"For those who value subtlety over absolute stopping power." Reader review by Mark Bonnes.

Product Overview

SRAM Guide RS disc brake


SRAM Guide RS disc brake review


Price as reviewed:


The SRAM Guide RS disc brake has a 4-piston caliper and SRAM’s SwingLink lever technology that aims to gives more positive pad contact.

>>> The best mountain bike disc brakes

Reader review by Mark Bonnes | XC/enduro/trail/gravity rider
Instagram: @missinglinkbikes5

SRAM Guide RS disc brake reader review

What rotor size?

200/180mm and also 180/160mm

How long have you had it?

Two years.

Tell us about the features. Lever reach, bite point adjust, ease of pad replacement etc.

Lever Reach adjustment, pads easy to change, 4 piston calipers, brake levers integrate with SRAM shifters and Rockshox Reverb remote lever.

How easy is it to bleed?

Not quite as easy as Shimano brakes, but much easier than SRAM/Avid’s of old. The correct SRAM Bleeding edge tool does make it markedly easier.

How powerful is the disc brake?

Not the most powerful, but very predictable. They’re effective, but there’s many more brakes on the market with greater outright stopping power. Definitely a brake for those who value subtlety over and above absolute stopping power.

How much feel and modulation does the disc brake offer?

Superb modulation and feel. In fact, too much for some… They can feel spongy to those not used to them, and even with a fresh bleed a strong index finger can pull a fully wound out lever in to the bar! But for the discerning rider, that’s precisely the point. It was Pirelli who famously used the slogan “Power is nothing without control” to market their tyres decades ago. SRAM seem to have applied that approach very faithfully to these brakes!

Ergonomics. How does the brake lever feel and function?

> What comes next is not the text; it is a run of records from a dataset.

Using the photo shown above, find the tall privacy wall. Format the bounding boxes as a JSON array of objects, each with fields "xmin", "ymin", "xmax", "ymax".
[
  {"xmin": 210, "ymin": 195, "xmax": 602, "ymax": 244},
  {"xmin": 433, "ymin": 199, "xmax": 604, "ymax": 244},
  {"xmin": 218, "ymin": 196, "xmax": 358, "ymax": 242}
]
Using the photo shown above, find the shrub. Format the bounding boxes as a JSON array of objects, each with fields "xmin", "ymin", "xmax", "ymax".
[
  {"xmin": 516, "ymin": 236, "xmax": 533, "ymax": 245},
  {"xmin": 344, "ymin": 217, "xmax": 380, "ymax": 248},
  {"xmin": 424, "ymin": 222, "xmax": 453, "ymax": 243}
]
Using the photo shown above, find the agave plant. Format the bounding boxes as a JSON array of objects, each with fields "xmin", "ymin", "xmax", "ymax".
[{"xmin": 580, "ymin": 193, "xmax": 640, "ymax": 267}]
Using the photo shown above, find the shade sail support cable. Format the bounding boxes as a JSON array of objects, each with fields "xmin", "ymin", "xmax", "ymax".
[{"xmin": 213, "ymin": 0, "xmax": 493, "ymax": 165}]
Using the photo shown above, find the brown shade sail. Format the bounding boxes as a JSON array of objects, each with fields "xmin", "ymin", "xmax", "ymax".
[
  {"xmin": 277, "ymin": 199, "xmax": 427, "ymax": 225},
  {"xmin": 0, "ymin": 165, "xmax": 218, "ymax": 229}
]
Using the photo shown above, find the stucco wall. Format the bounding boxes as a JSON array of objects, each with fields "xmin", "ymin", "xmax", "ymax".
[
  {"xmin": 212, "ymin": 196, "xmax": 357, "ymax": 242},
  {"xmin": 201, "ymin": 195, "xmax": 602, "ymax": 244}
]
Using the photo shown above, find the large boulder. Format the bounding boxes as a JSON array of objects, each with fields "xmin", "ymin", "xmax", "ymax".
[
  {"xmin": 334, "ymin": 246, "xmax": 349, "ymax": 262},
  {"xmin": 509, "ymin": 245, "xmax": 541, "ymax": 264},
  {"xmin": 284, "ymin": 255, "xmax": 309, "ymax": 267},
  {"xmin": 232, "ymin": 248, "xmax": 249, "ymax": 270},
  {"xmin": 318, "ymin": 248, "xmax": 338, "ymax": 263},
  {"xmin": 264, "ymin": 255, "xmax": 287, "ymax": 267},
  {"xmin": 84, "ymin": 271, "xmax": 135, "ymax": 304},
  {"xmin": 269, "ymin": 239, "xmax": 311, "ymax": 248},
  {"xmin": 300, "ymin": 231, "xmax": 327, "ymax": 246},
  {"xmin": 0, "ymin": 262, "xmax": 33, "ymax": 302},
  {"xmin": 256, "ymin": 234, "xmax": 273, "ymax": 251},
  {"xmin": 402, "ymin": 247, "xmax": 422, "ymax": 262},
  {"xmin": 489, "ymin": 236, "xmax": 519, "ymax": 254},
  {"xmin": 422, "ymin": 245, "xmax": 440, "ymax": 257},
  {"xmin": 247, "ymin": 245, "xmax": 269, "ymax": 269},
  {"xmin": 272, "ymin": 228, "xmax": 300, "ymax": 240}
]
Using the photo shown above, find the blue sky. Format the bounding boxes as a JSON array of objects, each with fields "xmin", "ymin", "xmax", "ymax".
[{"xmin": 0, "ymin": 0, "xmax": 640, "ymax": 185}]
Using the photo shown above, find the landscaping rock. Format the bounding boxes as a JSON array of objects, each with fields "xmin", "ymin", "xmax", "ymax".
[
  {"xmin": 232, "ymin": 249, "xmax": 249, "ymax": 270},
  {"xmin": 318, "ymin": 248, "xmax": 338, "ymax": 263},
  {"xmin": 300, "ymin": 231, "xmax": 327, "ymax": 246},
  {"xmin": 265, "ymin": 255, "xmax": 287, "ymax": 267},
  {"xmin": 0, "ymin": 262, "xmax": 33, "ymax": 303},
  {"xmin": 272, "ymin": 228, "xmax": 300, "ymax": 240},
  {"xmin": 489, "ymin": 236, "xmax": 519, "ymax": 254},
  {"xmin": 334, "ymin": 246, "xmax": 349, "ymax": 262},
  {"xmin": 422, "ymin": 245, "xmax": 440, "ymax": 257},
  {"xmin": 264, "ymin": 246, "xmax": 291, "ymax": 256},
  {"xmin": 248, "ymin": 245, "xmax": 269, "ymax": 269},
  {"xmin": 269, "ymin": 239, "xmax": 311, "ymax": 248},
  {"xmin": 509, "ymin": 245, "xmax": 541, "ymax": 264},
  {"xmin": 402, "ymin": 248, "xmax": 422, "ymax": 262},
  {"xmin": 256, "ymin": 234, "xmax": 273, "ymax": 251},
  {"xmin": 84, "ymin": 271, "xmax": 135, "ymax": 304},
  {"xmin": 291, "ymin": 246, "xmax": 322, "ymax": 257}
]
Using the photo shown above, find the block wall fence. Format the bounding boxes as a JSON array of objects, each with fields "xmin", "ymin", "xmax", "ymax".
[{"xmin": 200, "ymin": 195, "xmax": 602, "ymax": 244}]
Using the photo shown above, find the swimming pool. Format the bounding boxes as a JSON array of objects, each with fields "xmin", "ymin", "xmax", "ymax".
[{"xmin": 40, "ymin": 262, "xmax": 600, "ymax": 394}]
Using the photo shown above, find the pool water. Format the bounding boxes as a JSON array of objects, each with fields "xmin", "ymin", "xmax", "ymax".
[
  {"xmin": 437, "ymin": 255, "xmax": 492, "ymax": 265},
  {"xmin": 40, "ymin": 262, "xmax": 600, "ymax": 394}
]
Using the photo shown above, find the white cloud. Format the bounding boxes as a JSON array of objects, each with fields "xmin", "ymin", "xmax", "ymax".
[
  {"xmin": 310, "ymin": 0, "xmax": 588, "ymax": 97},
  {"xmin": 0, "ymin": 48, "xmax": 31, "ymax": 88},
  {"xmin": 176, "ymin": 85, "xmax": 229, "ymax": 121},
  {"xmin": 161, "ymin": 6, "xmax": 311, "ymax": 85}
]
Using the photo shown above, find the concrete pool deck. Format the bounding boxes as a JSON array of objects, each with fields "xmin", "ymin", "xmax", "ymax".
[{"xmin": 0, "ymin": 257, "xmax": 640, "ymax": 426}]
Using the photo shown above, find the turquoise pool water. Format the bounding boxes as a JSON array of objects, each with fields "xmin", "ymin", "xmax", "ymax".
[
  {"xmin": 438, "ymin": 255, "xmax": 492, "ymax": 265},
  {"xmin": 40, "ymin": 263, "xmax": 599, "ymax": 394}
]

I’ve always been picky over lever shape, preferring a nice organic shape (such as Shimano levers through the years) over edgier and less refined shapes (such as Hope). The SRAM Guide RS lever shape is quite simply the best I’ve used! For single finger braking, they are peerless in my opinion. For twin finger braking (who does that anymore?!?!) the lever pivot position is perhaps a little too close to the bars, meaning the lever does have a more pronounced arc than some through its travel. But push them inboard, and use only your index finger, and they’re bang on the money. The lever reach adjust has a useful range. I have suffered one lever that over the length of a ride would adjust itself so that the lever came right into the bars. A phonecall to SRAM tech centre and some threadlock on the adjuster threads later, and it hasn’t misbehaved since. They’re also a huge step up compared to SRAM’s own Guide R brake (which loses the swinglink and has a much cheaper lever blade) in both feel and performance, for relatively little extra cash.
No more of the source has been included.